Laughter, happiness, peace and joy… most of us want all of it. Fewer; however, are willing to let go of the fixations that block us from lighter ways of living? Fully releasing attachment to resentment, blame, selfishness, a need to control, etc., requires living from the belly, after discovering the Sacred within there.
Jonah’s truer Self asked him to do one thing, his false self, another. When we are at odds with ourselves, it is easier to run from a big, bad God or something else out there, rather than tending to the struggle going on inside. One part of us wants to transform, and the other feels justified in our defenses.

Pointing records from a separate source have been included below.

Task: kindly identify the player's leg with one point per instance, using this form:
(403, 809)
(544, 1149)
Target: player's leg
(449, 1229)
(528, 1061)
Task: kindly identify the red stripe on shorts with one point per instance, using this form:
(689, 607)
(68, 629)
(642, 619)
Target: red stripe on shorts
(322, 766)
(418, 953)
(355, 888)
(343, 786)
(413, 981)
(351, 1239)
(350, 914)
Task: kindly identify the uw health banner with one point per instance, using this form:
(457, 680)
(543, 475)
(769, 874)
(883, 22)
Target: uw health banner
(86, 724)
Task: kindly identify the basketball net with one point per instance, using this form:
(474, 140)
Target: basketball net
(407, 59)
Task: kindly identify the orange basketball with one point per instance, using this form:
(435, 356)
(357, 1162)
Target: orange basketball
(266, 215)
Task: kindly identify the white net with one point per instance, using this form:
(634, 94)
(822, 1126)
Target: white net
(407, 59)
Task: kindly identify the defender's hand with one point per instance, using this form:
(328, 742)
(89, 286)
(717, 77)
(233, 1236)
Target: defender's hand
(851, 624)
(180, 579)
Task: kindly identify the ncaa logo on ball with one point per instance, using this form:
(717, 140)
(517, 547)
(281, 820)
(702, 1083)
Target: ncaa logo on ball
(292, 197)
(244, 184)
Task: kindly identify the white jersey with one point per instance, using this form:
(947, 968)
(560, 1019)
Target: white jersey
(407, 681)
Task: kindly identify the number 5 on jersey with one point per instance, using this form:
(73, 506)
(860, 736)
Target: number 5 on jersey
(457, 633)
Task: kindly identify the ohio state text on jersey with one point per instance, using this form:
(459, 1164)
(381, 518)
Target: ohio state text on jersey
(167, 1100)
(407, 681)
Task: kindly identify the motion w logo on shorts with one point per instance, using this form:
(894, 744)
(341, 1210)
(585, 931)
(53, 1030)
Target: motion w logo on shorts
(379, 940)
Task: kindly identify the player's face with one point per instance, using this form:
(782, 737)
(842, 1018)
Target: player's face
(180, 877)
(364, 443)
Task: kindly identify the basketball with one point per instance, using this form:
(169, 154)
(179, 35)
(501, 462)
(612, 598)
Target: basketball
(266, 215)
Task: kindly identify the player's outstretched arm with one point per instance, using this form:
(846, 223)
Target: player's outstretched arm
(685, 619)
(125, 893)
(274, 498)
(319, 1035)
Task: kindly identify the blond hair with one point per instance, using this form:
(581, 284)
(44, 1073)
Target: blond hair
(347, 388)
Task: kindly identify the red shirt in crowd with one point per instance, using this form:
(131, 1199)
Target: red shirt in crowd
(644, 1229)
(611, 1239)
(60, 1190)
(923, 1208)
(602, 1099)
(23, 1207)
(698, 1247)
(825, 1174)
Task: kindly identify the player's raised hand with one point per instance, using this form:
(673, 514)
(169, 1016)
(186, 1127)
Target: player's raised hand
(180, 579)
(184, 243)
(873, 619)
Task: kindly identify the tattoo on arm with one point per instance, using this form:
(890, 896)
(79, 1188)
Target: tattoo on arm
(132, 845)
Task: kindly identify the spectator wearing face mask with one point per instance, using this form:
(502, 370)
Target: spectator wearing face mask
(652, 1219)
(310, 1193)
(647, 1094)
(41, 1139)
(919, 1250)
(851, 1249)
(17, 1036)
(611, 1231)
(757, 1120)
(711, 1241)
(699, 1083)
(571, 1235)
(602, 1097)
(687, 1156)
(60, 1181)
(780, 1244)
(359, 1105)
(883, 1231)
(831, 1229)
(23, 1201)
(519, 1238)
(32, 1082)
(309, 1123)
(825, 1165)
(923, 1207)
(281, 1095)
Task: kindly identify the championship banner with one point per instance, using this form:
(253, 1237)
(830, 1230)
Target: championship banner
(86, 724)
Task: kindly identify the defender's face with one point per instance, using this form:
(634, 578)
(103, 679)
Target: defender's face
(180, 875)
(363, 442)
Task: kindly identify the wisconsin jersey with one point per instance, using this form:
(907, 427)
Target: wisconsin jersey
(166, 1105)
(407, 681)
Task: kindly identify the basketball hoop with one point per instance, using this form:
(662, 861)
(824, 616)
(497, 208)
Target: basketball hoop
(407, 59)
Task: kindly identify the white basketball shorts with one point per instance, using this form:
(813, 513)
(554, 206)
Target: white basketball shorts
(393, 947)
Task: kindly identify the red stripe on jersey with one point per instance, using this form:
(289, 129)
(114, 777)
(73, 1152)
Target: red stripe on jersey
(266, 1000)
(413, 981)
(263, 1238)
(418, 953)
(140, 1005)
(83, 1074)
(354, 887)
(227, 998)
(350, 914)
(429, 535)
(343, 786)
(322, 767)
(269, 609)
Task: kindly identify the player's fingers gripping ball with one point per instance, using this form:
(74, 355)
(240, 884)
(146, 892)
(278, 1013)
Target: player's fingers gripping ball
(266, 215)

In the story, Jonah admitted that his decision to run away caused the raging storm, so his shipmates tossed him overboard where a big fish swallowed him. This period of seclusion offered Jonah time to consider his life choices.
When honest, we admit our fear of who we might be without the traits we’ve allowed to define us. What attributes could possibly fill the hole left by ridding ourselves of the destructive ones?

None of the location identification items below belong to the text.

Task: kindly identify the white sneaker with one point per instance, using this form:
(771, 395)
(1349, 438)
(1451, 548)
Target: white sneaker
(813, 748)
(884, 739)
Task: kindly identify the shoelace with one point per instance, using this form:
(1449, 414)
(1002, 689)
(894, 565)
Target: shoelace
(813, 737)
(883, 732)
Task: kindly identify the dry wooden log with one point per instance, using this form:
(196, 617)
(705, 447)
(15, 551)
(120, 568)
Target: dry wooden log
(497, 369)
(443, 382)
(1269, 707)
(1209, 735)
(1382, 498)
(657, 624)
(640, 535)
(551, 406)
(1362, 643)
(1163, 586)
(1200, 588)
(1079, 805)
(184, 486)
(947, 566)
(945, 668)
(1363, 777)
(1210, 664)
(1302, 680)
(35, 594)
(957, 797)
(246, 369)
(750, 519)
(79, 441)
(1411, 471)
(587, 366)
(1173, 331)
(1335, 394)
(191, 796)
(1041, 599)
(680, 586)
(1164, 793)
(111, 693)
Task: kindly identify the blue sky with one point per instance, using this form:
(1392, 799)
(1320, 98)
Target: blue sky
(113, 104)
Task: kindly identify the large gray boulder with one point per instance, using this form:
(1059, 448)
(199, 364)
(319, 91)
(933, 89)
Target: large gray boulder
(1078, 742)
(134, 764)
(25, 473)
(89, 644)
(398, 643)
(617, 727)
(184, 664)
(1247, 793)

Jesuit priest and psychologist, Anthony de Mello, makes a statement in his book, Awareness. “Even the best psychologist will tell you that people don’t really want to be cured. What they want is relief; a cure is painful.”
And so, we reach for anything that relieves our dis-ease and sigh. “If only this circumstance or person would change, then, I could be happy.” Dropping pride and choosing the cure is the way to wholehearted living.
Being rejected and then cloistered was Jonah’s wake-up call. Perhaps when we perceive painful experiences as necessary steps to choosing Life, we too will let go of our obsessions.
Once we have experienced oneness with the Holy in the dark void, and get comfortable with Great Mystery, we are free to live from the belly, remembering who we are. From that time on, joy and sorrow flow together creating a richer life.
Making Spirit Flesh*
How much is an unencumbered life worth to you? Is it worth spending extended time in the belly of a whale?